Pasta
Joe was running low on TP so he stopped in at his local supermarket to pick some up.
Turns out they were having a sale on pasta—three boxes for two dollars!—so he figured he'd stock up.
He got several different kinds because of course the variety of shapes are fun; though he also got some regular old spaghetti.
They each have a different recipe on the back. Joe might try some, if he's feeling ambitious. Alas, he's not really much of a cook.
Luckily for Joe, they also have some simple stir-in ideas on the side, if he's not quite up to attempting Mama's Artichoke Pasta Salad.
Oh, and he also got his toilet paper. It's just the store brand, nothing fancy.
So, this is what happens when I get a new printer for my birthday (yay!); I make ridiculous printables for Joe's (someday) kitchen. By which I mean, I spent way too much time designing the pasta boxes, coming up with the brand name, the copy (including the story of Maria-Louise Caroni), the recipes, &c. But it's so much fun. I did the little Hamm's brown paper bags too, printed on cut up lunch bags. I'm really very pleased with them.

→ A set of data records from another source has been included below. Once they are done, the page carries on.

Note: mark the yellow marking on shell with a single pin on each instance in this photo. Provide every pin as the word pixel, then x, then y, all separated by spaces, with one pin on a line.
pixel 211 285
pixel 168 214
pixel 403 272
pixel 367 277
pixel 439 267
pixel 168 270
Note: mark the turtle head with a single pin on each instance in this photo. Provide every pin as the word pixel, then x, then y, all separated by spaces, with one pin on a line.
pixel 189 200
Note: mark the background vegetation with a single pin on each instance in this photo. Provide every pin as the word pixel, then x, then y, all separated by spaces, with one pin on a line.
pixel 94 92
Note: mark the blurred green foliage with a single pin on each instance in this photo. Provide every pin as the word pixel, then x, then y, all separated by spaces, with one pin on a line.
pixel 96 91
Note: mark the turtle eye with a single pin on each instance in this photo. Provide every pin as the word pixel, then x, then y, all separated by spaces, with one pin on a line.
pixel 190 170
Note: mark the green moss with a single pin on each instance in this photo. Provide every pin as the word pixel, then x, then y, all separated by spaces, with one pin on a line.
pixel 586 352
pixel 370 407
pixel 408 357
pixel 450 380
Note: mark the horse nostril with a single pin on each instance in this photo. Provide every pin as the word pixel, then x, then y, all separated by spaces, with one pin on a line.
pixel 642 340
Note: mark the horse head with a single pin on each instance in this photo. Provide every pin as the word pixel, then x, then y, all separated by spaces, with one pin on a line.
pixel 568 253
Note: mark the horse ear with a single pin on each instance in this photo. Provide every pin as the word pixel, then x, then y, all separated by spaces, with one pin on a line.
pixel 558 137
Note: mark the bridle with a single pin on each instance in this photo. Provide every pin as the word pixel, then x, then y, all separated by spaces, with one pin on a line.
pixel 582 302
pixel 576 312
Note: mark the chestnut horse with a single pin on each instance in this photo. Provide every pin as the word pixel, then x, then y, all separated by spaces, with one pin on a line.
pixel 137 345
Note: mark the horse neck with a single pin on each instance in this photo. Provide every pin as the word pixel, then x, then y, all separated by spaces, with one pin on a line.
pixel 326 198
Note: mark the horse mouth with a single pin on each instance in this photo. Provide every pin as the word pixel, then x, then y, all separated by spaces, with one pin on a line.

Oh, and I (digitally) painted the portrait of Maria-Louise in the style of over-enthusiastic hopped up on Little Yellow Pills '50s housewife art (it's a genre!)
Here's her story, from the back:
After her husband was killed in the Great War, Maria-Louise was left with seven hungry children to feed. But she also finally found the freedom to pursue her dream of starting a business making pasta using only the finest of ingredients.
Heh.
While I didn't actually test any of the recipes, they're at least plausible. I may try some for real, just to see.
The pasta boxes are filled with seed beads; it gives a nice weight to them, while they also make something like the right noise. The spaghetti is filled with bristles from a house painting brush, cut to the right length. Not that you can see them; I very deliberately left out the little clear windows that pretty much every pasta brand has these days, because I really didn't want to have to make all those tiny little pasta shapes out of polymer clay, yikes.
They're on glossy photo paper, which turned out to be just the right weight to look like one sixth scale cardboard. They're probably a little bit too glossy for my tastes, but they work well enough. They're also printed out at 600 dpi, which means the tiny type is readable, if your eyes are good enough (mine just about are). Not that my blurry photos are doing them justice, I know.
I think I'm going to start Joe's house with a room box of his kitchen, since I've never made a dollhouse before. It'll allow me to work out placement and such, and hopefully I can just reuse the furnishings when I get to doing the real thing.